Project description:BACKGROUND:The objective of this systematic review and meta-analysis was to determine the prognostic value of total tumor-infiltrating lymphocytes (TILs) and subtypes of TILs (CD4+, CD8+, and FOXP3+) in triple-negative breast cancer (TNBC). METHODS:A systematic search of the MEDLINE, EMBASE, and Web of Science databases was conducted to identified eligible articles published before August 2019. Study screening, data extraction, and risk of bias assessment were performed by two independent reviewers. Risk of bias on the study level was assessed using the ROBINS I tool and Quality in Prognosis Studies (QUIPS) tool. We performed a meta-analysis to obtain a pooled estimate of the prognostic role of TILs using Review Manager 5.3. RESULTS:In total, 37 studies were included in the final analysis. Compared to TNBC patients with low TIL levels, TNBC patients with high TIL levels showed a higher rate of pathological complete response (pCR) to treatment (odds ratio [OR] 2.14, 95% confidence interval [CI] 1.43-3.19). With each 10% increase in percentage of TILs, patients with TNBC had an increased pCR (OR 1.09, 95% CI 1.02-1.16). Compared to TNBC patients with low TIL levels, patients with high TIL levels had better overall survival (OS; hazard ratio [HR] 0.58, 95% CI 0.48-0.71) and disease-free survival (DFS; HR 0.66, 95% CI 0.57-0.76). Additionally, with a continuous increase in TIL levels, patients with TNBC had improved OS (HR 0.90, 95% CI 0.87-0.93) and DFS (HR 0.92, 95% CI 0.90-0.95). A high CD4+ TIL level was associated with better OS (HR 0.49, 95% CI 0.32-0.76) and DFS (HR 0.54, 95% CI 0.36-0.80). A high CD8+ TIL level was associated better DFS only (HR 0.55, 95% CI 0.38-0.81), as no statistical association was found with OS (HR 0.70, 95% CI 0.46-1.06).
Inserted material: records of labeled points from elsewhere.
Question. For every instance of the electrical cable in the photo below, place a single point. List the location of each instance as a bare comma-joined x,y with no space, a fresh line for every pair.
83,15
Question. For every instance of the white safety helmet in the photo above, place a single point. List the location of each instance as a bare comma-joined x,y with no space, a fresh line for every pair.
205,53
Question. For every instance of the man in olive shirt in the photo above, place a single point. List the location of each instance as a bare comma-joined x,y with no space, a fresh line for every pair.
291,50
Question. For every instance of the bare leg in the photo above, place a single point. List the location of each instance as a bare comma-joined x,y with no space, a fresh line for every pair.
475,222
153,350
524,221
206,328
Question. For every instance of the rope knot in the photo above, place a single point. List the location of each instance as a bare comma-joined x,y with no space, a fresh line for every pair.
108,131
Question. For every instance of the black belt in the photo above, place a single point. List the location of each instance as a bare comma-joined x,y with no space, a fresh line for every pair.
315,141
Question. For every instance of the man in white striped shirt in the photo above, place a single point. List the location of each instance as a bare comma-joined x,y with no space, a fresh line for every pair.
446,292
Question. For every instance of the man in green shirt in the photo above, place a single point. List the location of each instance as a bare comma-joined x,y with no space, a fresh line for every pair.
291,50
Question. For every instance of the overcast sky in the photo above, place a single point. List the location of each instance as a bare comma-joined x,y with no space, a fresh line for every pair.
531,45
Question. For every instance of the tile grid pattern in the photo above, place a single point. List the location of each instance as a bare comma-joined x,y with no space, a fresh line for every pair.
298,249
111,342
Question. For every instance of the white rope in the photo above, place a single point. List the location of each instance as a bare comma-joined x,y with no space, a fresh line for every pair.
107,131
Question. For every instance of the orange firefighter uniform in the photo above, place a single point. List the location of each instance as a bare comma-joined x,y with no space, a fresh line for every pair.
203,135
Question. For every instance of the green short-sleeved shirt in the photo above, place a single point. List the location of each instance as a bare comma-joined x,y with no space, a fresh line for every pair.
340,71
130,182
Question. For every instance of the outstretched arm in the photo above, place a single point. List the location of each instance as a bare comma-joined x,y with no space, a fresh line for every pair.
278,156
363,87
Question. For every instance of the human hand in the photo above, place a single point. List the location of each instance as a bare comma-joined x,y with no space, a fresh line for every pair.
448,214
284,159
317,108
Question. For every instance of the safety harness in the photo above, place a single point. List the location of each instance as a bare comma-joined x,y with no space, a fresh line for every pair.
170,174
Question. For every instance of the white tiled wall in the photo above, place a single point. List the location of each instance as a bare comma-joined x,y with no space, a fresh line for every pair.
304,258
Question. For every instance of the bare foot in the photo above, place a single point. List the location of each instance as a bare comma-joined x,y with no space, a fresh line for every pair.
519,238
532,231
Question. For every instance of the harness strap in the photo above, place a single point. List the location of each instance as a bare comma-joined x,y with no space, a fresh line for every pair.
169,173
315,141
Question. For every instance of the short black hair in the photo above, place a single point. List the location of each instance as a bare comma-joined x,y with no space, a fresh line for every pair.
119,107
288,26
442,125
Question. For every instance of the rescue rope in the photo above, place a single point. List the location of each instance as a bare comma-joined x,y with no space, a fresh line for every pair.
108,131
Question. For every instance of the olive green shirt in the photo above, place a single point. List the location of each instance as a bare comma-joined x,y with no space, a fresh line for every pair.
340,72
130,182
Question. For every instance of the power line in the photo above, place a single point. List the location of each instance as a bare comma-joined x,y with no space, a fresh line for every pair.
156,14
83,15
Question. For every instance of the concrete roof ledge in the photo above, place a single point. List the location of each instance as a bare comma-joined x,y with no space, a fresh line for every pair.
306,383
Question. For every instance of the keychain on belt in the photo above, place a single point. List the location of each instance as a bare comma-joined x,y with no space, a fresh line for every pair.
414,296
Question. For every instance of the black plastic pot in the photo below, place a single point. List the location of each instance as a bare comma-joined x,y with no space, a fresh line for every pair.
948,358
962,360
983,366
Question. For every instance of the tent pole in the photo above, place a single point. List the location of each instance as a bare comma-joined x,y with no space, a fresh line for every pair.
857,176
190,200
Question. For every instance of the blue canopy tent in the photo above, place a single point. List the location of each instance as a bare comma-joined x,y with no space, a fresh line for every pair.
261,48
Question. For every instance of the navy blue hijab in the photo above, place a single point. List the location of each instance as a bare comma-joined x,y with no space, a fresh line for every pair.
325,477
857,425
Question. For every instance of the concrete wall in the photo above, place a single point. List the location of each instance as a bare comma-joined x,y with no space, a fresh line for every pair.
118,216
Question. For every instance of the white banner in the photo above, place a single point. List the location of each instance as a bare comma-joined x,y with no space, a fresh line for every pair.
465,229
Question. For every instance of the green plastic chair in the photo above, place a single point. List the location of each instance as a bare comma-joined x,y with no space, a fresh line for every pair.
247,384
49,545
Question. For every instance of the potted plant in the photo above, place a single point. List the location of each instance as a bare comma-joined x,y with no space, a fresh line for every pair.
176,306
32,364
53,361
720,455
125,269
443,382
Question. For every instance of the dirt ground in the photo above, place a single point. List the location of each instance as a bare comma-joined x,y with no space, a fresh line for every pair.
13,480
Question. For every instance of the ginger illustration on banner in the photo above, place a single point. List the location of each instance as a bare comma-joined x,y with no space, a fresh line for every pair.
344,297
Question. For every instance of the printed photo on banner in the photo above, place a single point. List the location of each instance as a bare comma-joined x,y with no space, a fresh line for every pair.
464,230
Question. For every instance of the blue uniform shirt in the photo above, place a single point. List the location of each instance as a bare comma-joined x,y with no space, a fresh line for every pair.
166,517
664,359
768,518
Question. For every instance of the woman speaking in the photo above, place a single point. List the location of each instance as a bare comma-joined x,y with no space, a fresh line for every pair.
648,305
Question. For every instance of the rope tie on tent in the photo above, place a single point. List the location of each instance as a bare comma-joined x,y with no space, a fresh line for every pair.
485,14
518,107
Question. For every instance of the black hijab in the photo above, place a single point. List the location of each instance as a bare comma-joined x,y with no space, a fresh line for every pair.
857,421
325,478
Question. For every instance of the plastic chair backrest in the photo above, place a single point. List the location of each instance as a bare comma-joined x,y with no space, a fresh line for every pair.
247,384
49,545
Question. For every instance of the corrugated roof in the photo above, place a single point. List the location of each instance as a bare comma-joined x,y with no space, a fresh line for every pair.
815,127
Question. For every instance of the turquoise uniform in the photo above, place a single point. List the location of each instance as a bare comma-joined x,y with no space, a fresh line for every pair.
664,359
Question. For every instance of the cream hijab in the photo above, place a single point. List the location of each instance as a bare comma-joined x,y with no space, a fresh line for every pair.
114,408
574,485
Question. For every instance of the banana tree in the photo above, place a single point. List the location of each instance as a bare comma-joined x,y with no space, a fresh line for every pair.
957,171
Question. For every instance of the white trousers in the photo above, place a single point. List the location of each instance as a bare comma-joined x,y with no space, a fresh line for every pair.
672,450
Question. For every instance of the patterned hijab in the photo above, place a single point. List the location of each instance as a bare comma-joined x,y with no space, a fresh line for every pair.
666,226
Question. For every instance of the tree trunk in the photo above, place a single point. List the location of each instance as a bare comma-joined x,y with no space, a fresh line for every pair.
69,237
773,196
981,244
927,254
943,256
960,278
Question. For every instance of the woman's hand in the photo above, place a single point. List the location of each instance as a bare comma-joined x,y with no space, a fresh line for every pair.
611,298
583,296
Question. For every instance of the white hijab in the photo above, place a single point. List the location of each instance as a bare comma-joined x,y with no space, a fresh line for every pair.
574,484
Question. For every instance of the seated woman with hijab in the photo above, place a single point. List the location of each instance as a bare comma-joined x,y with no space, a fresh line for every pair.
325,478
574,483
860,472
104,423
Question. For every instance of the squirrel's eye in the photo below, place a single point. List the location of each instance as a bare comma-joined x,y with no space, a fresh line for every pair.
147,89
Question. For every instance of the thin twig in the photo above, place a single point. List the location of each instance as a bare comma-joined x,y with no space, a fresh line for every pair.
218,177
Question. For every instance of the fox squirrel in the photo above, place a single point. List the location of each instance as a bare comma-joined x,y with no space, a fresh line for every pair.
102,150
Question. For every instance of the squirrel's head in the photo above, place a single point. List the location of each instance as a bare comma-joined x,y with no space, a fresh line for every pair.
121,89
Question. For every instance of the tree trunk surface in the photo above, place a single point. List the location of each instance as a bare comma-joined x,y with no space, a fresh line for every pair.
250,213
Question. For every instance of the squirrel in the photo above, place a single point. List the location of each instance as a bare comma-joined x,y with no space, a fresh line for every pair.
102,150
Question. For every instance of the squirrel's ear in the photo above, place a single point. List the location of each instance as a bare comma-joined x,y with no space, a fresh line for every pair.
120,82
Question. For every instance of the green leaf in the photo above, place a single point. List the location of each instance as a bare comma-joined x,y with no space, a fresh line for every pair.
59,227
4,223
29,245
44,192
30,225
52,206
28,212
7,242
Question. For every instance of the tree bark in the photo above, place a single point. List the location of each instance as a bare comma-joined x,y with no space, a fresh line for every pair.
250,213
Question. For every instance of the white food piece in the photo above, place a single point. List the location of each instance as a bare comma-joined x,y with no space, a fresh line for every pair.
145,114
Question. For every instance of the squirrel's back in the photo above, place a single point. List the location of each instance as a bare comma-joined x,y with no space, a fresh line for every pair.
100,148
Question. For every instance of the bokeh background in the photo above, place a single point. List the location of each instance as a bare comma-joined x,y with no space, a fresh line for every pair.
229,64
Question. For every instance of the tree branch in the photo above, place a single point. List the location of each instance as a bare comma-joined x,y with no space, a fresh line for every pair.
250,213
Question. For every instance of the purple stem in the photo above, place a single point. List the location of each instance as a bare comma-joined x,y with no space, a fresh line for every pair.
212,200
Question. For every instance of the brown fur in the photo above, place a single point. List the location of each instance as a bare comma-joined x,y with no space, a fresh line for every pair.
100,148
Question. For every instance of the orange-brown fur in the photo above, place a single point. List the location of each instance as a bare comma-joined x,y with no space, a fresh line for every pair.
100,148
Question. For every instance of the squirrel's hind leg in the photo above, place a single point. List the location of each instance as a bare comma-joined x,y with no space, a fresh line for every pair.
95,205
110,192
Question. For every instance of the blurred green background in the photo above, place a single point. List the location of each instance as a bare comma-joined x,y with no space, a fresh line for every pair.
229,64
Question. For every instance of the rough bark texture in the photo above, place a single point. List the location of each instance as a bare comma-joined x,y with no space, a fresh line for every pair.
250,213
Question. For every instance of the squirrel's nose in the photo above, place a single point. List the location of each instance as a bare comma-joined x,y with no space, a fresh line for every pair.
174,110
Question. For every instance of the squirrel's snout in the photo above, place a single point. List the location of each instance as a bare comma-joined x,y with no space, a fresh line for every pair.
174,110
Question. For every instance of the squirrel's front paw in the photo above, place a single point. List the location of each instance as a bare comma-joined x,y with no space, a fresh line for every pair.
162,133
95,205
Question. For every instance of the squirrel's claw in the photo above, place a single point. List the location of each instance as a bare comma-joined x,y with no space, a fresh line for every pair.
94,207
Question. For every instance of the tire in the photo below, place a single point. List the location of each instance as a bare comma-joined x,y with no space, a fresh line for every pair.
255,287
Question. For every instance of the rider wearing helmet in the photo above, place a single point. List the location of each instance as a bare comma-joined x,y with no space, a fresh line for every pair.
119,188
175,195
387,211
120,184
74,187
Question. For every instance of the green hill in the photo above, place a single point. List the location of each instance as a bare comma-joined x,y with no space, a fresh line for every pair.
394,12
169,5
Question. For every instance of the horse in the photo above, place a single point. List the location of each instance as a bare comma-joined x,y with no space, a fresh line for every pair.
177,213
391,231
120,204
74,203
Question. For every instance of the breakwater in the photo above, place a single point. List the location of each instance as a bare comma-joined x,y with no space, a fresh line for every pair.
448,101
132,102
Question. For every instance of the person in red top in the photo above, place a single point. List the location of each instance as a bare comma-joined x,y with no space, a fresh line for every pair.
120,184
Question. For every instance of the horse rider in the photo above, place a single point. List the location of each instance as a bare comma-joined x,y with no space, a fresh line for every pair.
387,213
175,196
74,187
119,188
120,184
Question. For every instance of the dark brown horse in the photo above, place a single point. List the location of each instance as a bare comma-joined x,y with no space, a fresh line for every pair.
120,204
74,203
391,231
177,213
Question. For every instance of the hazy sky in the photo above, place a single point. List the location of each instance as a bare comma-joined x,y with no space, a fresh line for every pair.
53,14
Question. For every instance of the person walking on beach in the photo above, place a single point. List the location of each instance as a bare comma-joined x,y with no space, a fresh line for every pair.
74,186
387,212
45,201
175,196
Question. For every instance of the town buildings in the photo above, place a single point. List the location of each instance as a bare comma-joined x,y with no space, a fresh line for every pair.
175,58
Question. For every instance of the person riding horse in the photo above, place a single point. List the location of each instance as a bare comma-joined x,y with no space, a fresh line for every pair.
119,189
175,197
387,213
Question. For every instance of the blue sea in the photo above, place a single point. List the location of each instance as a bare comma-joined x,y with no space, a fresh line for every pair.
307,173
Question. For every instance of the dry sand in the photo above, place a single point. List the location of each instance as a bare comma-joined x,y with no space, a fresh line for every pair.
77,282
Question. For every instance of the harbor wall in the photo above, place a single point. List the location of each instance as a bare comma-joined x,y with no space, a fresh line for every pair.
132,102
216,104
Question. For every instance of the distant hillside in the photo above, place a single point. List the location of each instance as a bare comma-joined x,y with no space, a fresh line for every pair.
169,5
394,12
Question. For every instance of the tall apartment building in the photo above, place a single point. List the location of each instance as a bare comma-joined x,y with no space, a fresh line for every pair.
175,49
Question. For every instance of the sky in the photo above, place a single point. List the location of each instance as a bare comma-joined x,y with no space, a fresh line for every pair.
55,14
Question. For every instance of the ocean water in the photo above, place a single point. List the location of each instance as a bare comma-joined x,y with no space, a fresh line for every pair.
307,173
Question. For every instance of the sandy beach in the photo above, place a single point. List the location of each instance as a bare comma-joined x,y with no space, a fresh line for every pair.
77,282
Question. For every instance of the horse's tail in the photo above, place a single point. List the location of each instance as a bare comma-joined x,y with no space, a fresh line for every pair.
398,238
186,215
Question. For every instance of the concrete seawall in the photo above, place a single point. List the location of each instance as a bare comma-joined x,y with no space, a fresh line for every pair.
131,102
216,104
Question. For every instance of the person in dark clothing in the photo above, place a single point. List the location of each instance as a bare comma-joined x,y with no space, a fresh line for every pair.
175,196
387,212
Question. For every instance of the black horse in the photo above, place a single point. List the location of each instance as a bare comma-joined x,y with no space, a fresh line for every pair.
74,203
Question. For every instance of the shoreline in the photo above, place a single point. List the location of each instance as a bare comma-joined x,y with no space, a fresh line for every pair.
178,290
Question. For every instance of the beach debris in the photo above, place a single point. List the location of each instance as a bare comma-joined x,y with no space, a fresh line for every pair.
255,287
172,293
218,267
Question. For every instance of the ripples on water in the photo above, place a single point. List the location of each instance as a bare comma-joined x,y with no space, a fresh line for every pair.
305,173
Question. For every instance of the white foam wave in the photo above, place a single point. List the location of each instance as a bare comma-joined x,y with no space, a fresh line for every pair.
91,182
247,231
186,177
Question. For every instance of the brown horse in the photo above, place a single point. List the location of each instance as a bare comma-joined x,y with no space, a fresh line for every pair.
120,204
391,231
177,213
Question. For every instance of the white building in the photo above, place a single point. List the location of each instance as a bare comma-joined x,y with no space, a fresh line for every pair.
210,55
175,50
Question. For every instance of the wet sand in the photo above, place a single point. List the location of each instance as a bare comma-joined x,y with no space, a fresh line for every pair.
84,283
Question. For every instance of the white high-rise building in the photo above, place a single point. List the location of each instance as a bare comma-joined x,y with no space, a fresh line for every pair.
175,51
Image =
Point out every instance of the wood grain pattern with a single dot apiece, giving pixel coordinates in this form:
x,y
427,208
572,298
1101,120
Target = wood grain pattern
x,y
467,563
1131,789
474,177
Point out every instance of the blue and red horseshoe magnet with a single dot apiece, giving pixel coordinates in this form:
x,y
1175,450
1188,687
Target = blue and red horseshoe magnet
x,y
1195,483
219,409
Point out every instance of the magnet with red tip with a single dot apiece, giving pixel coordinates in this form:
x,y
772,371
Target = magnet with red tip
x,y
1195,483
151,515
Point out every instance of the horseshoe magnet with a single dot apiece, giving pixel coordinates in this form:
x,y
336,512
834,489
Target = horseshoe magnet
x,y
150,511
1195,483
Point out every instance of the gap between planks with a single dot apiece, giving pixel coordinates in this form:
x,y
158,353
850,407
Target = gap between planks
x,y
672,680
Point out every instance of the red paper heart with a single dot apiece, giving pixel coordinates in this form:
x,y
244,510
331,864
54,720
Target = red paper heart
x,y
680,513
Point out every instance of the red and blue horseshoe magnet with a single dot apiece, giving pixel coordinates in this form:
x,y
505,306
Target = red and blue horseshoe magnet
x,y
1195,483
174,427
A high FOXP3+ TIL level also was associated with only DFS (HR 0.50, 95% CI 0.33-0.75) and not OS (HR 1.28, 95% CI 0.24-6.88). CONCLUSIONS:TNBC with a high level of TILs showed better short-term and long-term prognoses. High levels of specific phenotypes of TILs (CD4+, CD8+, and FOXP3+) were predictive of a positive long-term prognosis for TNBC.